She also applied for different programs including a Collage as Street Art residency with Kolaj Magazine in New Orleans, which she won alongside 15 international collage artists.
The result is a series of six original collages with the theme of gender fluidity that Gold (she/her/hers) calls, “EVERYBODY’S EVERYTHING.”
The figurative collages, created from delicate vintage papers and imagery from vintage fashion magazines, depict mixed-and-matched body parts. trac
Instead of using the typical wheat paste of the street artists, Gold transposed her work onto durable vinyl appliques suitable for display outdoors on buildings or sidewalks.
Using the tag “Criminal Collage with Permission,” Gold obtained permission to display her works in various venues around Broward County.
She received unanimous interest and was able to display her work at the Coral Springs Museum of Art, FATVillage, Art Gallery 21 in Wilton Manors, Cook and the Cork restaurant in Coral Springs, and the Girls’ Club Collection in Fort Lauderdale.
“Gold eschews the typical street artist persona that is anonymous and stealthy, and instead has received permission to place her work in public locations,” says Christopher Kurts of Kolaj Magazine.
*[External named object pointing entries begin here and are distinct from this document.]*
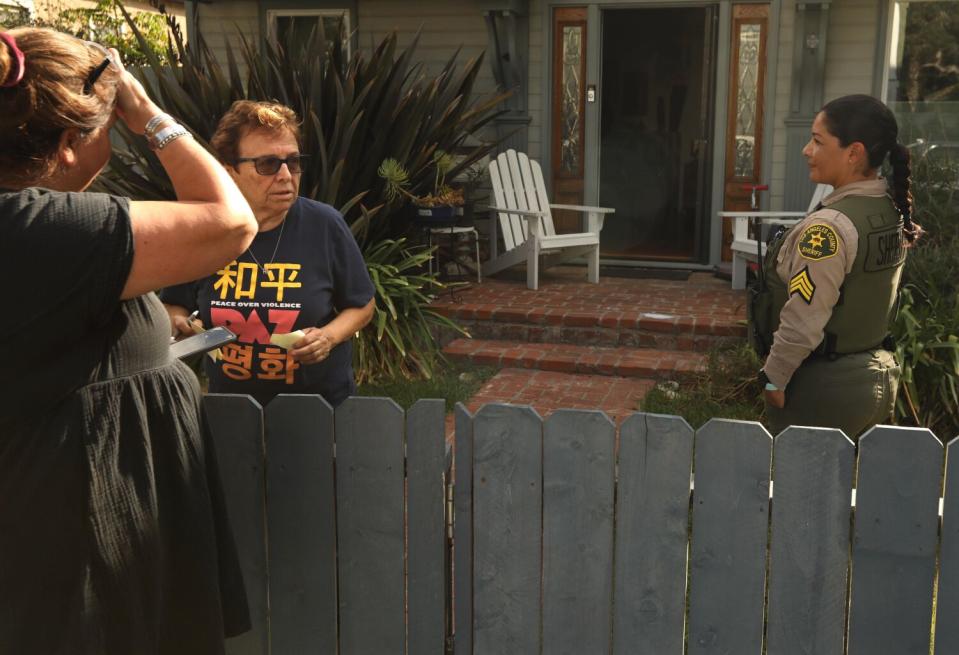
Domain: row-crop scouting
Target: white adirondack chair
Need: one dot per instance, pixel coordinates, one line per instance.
(745, 249)
(523, 212)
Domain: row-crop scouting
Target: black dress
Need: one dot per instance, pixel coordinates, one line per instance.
(113, 531)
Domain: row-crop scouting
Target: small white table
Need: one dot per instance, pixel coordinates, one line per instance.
(746, 249)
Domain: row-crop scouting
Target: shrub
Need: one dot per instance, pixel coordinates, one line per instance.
(927, 326)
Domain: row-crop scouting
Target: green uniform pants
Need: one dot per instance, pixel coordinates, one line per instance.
(852, 393)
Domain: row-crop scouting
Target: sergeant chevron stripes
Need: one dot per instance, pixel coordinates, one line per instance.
(802, 284)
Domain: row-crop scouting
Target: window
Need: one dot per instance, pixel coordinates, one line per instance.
(922, 85)
(293, 26)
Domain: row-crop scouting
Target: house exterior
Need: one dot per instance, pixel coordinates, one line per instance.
(665, 111)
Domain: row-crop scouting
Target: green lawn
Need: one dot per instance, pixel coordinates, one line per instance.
(454, 382)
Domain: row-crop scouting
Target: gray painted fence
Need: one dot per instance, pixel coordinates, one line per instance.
(573, 537)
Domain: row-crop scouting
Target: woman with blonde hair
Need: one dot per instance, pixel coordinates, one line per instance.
(113, 537)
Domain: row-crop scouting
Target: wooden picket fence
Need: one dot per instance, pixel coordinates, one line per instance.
(570, 536)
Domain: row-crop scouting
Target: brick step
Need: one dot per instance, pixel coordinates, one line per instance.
(568, 358)
(601, 328)
(547, 391)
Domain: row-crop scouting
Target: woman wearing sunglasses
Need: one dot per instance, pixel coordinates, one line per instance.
(303, 271)
(113, 537)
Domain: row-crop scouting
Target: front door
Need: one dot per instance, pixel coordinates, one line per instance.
(655, 132)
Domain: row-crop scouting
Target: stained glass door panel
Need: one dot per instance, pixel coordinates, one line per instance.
(569, 108)
(654, 132)
(744, 128)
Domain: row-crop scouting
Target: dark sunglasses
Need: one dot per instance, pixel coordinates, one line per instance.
(270, 164)
(98, 71)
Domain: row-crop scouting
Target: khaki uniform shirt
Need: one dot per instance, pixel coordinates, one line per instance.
(801, 324)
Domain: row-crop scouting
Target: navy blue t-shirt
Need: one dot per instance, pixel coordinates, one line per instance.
(318, 270)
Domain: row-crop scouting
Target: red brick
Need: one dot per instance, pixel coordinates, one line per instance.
(610, 319)
(554, 316)
(510, 314)
(560, 363)
(581, 319)
(657, 324)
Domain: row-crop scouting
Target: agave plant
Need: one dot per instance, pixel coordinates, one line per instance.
(357, 112)
(398, 180)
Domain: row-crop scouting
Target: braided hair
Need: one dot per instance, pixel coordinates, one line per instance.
(865, 119)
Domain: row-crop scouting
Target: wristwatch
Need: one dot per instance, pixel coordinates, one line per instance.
(764, 380)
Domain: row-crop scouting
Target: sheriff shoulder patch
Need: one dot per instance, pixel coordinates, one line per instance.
(818, 242)
(802, 284)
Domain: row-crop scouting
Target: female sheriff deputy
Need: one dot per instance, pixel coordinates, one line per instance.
(832, 279)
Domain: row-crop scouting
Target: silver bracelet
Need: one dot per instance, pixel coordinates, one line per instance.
(155, 122)
(167, 135)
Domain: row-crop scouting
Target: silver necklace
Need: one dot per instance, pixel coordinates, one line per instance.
(260, 266)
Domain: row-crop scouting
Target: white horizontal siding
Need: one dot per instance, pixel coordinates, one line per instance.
(537, 63)
(851, 47)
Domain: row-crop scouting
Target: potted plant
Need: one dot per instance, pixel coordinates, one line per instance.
(442, 205)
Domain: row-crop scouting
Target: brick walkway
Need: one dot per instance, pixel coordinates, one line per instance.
(572, 344)
(547, 391)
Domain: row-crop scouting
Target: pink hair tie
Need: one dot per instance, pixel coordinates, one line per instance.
(16, 73)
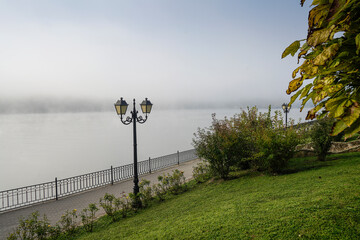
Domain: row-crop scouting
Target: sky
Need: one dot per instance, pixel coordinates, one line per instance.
(188, 53)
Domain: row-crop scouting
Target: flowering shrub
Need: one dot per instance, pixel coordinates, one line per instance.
(88, 217)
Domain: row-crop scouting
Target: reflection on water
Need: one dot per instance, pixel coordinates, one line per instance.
(36, 148)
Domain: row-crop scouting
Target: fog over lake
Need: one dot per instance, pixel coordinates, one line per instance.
(36, 148)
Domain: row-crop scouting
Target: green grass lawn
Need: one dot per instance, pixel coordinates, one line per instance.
(314, 200)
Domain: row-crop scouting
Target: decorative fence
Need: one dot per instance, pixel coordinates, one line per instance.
(19, 197)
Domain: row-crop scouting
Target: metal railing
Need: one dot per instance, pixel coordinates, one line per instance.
(19, 197)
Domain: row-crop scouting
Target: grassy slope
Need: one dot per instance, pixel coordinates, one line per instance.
(319, 201)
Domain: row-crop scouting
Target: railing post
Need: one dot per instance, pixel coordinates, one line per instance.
(178, 158)
(56, 195)
(112, 178)
(149, 165)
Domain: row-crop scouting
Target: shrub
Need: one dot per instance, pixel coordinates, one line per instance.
(125, 205)
(68, 221)
(276, 149)
(34, 228)
(111, 205)
(321, 139)
(201, 172)
(248, 139)
(222, 146)
(145, 192)
(88, 217)
(159, 191)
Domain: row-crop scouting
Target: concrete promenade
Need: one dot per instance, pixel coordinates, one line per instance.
(54, 209)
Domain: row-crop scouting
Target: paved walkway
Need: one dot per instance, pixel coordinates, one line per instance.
(54, 209)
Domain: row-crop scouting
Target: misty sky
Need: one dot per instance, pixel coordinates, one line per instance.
(184, 51)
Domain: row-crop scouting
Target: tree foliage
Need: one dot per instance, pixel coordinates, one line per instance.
(330, 55)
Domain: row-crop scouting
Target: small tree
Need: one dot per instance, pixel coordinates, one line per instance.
(321, 139)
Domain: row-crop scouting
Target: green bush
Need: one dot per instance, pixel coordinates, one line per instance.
(248, 139)
(201, 172)
(34, 228)
(68, 221)
(146, 192)
(321, 139)
(222, 146)
(88, 217)
(276, 149)
(111, 205)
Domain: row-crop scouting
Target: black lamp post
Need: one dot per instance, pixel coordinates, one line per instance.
(121, 107)
(286, 107)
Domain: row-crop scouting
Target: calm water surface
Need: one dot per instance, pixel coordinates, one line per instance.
(36, 148)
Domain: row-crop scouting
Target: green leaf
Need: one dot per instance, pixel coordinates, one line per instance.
(326, 54)
(357, 41)
(319, 36)
(354, 128)
(338, 128)
(305, 90)
(292, 49)
(352, 116)
(293, 98)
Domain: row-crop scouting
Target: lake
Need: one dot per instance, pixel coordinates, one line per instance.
(36, 148)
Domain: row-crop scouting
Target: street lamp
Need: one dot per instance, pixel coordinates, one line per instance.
(286, 107)
(121, 107)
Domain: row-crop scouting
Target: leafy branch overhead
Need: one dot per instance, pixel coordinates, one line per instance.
(331, 61)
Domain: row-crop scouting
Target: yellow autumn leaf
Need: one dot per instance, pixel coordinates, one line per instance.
(319, 36)
(294, 85)
(326, 54)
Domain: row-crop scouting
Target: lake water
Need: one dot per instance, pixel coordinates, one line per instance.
(36, 148)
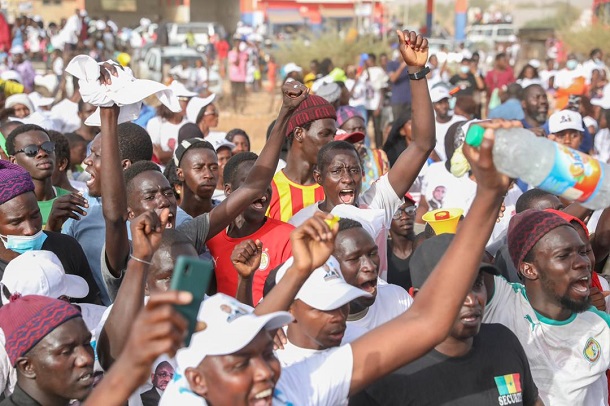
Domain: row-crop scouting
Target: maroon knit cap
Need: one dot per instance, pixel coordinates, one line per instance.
(14, 181)
(26, 320)
(311, 109)
(527, 228)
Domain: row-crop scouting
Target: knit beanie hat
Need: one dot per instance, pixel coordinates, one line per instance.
(344, 113)
(311, 109)
(26, 320)
(570, 219)
(14, 181)
(527, 228)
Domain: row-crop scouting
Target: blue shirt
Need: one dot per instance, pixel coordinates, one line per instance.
(401, 89)
(509, 110)
(90, 232)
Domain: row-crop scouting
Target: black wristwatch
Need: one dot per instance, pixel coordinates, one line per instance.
(419, 74)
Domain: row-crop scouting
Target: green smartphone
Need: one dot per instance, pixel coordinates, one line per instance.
(193, 275)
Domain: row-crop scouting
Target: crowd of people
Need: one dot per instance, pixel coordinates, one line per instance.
(329, 286)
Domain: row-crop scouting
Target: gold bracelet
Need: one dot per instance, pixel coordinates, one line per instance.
(139, 260)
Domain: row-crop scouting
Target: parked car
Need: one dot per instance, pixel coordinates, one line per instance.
(155, 58)
(492, 34)
(202, 31)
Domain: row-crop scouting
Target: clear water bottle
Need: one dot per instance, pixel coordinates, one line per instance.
(548, 165)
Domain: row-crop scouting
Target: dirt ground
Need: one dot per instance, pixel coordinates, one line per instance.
(261, 109)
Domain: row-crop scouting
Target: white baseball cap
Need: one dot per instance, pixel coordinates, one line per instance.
(41, 273)
(218, 140)
(325, 289)
(11, 75)
(439, 93)
(565, 120)
(195, 105)
(230, 326)
(180, 90)
(604, 101)
(292, 67)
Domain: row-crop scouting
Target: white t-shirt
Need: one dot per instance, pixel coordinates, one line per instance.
(589, 66)
(565, 77)
(391, 302)
(376, 207)
(291, 354)
(373, 82)
(321, 380)
(441, 131)
(357, 89)
(441, 189)
(602, 145)
(568, 359)
(164, 133)
(545, 76)
(58, 66)
(72, 29)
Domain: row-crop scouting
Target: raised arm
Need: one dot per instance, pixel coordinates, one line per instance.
(114, 193)
(264, 168)
(601, 240)
(146, 343)
(312, 244)
(431, 316)
(414, 50)
(146, 231)
(246, 258)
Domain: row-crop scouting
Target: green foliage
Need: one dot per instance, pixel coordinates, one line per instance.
(585, 39)
(340, 49)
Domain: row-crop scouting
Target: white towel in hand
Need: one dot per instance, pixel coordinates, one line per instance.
(125, 91)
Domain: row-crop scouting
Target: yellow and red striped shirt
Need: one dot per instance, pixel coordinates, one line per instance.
(288, 197)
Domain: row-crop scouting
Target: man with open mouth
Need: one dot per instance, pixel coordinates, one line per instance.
(339, 169)
(145, 188)
(480, 358)
(359, 259)
(566, 340)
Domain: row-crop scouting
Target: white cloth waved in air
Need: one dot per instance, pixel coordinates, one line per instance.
(125, 91)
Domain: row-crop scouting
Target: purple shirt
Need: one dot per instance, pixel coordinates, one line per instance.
(26, 70)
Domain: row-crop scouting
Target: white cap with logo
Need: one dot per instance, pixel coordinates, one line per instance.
(325, 289)
(230, 326)
(41, 273)
(195, 105)
(565, 120)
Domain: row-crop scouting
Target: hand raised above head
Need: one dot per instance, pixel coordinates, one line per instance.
(246, 257)
(413, 48)
(313, 242)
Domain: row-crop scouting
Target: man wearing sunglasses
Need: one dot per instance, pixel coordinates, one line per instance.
(401, 243)
(30, 147)
(21, 229)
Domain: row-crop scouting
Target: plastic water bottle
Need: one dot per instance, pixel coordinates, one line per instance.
(548, 165)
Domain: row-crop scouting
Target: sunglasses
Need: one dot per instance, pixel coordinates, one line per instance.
(32, 150)
(409, 211)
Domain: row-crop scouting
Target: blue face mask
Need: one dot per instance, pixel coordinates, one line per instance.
(24, 243)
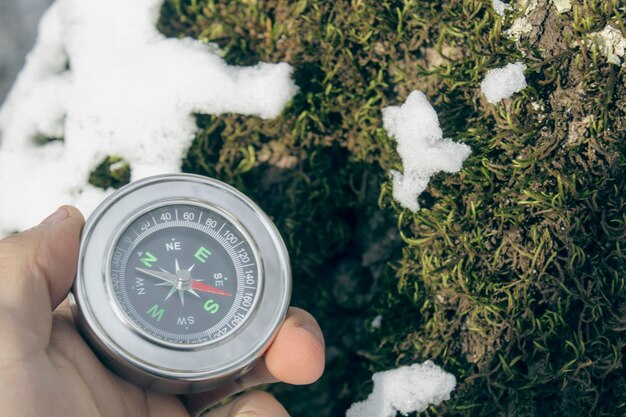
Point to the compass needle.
(197, 237)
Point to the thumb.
(37, 268)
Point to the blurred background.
(18, 30)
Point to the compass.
(182, 283)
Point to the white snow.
(129, 92)
(405, 390)
(421, 146)
(501, 83)
(610, 43)
(522, 25)
(500, 7)
(562, 6)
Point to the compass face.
(184, 274)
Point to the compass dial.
(184, 274)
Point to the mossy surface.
(512, 276)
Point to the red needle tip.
(201, 286)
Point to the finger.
(252, 404)
(296, 356)
(37, 268)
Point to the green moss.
(512, 276)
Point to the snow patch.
(376, 322)
(501, 83)
(102, 78)
(405, 390)
(562, 6)
(610, 43)
(500, 7)
(421, 146)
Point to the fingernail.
(59, 215)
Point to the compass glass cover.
(184, 274)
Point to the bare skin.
(47, 369)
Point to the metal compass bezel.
(171, 202)
(155, 365)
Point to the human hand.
(47, 369)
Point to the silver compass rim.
(158, 361)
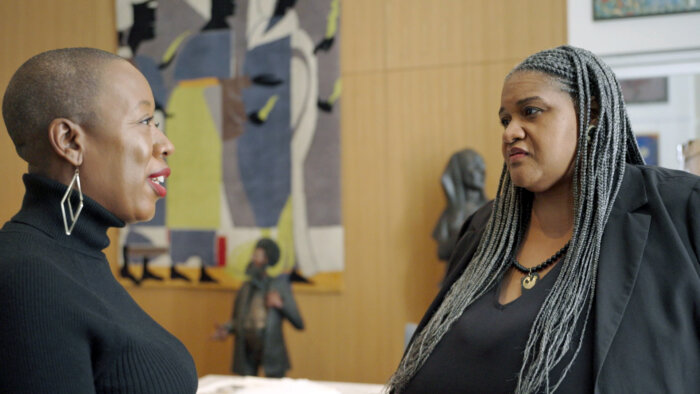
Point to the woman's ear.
(66, 138)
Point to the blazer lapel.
(620, 257)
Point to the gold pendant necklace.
(531, 277)
(529, 281)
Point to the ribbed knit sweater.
(66, 324)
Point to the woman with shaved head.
(82, 119)
(583, 274)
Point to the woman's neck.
(553, 211)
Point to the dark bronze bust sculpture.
(463, 184)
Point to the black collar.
(41, 209)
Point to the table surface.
(225, 384)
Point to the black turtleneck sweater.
(66, 324)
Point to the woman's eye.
(531, 111)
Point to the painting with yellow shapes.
(248, 93)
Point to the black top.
(66, 325)
(483, 351)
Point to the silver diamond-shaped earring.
(66, 197)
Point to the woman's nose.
(162, 146)
(513, 132)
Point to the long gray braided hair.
(601, 154)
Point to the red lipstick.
(157, 180)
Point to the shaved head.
(61, 83)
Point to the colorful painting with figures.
(248, 92)
(612, 9)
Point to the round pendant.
(529, 281)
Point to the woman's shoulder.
(672, 188)
(660, 177)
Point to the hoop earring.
(66, 197)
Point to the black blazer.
(647, 302)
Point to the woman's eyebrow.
(521, 102)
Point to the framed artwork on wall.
(609, 9)
(645, 90)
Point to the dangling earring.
(589, 132)
(66, 196)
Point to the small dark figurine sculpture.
(260, 307)
(463, 183)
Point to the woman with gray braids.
(583, 274)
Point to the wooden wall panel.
(512, 29)
(425, 33)
(422, 79)
(363, 46)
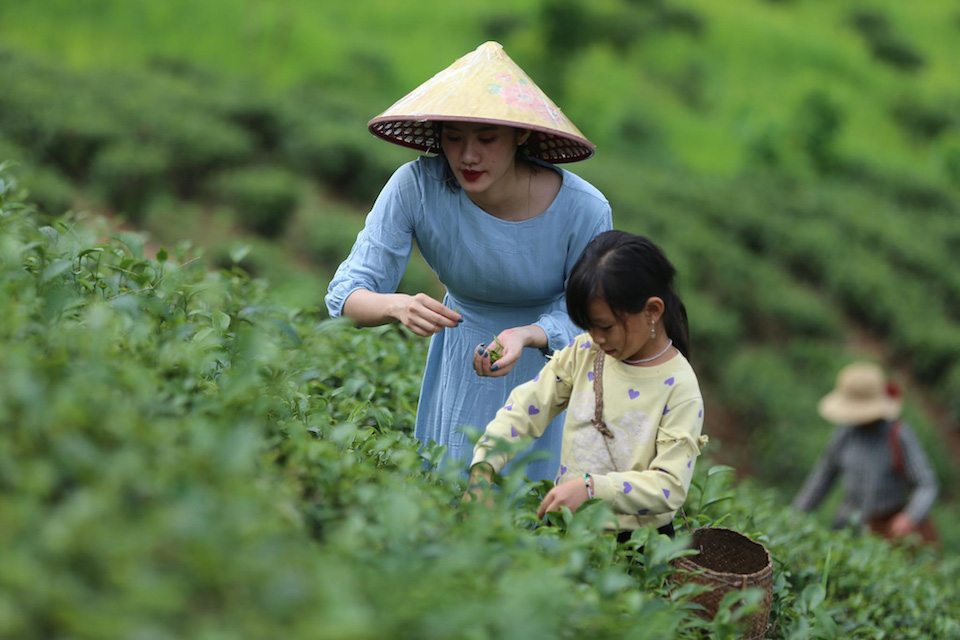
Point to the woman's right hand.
(422, 314)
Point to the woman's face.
(480, 155)
(623, 337)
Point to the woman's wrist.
(532, 336)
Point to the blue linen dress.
(499, 274)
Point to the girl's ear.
(654, 308)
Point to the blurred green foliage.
(183, 458)
(799, 162)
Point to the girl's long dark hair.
(626, 270)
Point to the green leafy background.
(192, 449)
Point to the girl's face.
(623, 337)
(480, 155)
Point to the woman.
(500, 225)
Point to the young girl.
(636, 448)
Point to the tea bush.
(263, 197)
(182, 458)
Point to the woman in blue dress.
(499, 224)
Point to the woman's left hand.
(570, 494)
(514, 341)
(513, 344)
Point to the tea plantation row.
(182, 459)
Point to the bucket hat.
(484, 86)
(861, 396)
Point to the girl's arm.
(529, 410)
(661, 487)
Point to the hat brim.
(420, 133)
(839, 409)
(487, 87)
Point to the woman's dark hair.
(626, 270)
(451, 179)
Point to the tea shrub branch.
(179, 458)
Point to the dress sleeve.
(662, 486)
(382, 249)
(821, 479)
(529, 410)
(920, 473)
(557, 325)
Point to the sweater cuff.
(483, 454)
(603, 488)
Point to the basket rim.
(738, 578)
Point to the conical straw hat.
(483, 86)
(861, 396)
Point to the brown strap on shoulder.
(597, 421)
(896, 451)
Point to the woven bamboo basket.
(728, 561)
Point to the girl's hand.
(422, 314)
(571, 494)
(514, 341)
(481, 485)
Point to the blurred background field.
(798, 160)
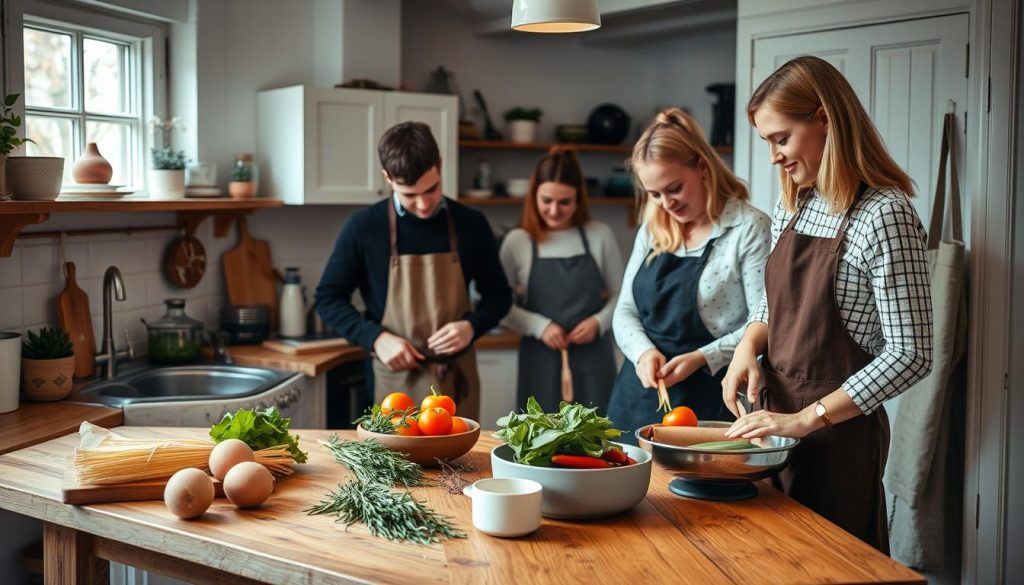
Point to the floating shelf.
(15, 215)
“Her work is an engaging and important look into how our bodies both separate and connect us, despite our differences,” Kurts says. “Janet’s work will create a worthwhile conversation with the community.”
Her collage for FATVillage depicts a man’s torso with a defined six-pack, juxtaposed with a woman’s seated torso and a woman’s legs adorned by strappy sandals. A man’s hand reaches out to a woman’s hand. The figure is topped by a female head with full lips and gold earrings. Her made-up eyes are highlighted with an elongated rectangular panel.
The overall effect is both jarring and compelling.
“Janet’s images use different anatomical photos to compose multiple aspects of gender and identity,” says FATVillage founder Doug McCraw. “We are excited to participate in this project with Janet. This is a relevant topic and FATVillage has been on the forefront of this dialogue.”
As part of the four-week residency, (which took place via Slack and Zoom), Gold not only created her works, but documented the process and the results will be published in a Kolaj Street Krewe book later this year.
Constance Ruppender of Art Gallery 21 says, “I admire Janet as an artist, and as a doer. She doesn’t just make art, she inspires. She has a gift and we’re so happy that she’s one of “our” artists.”
So, now that Gold has checked all her professional boxes and is at the apex of her career, what’s left for her to achieve?
“Just keep dancing and making art in my studio,” she says. “That keeps me happy.”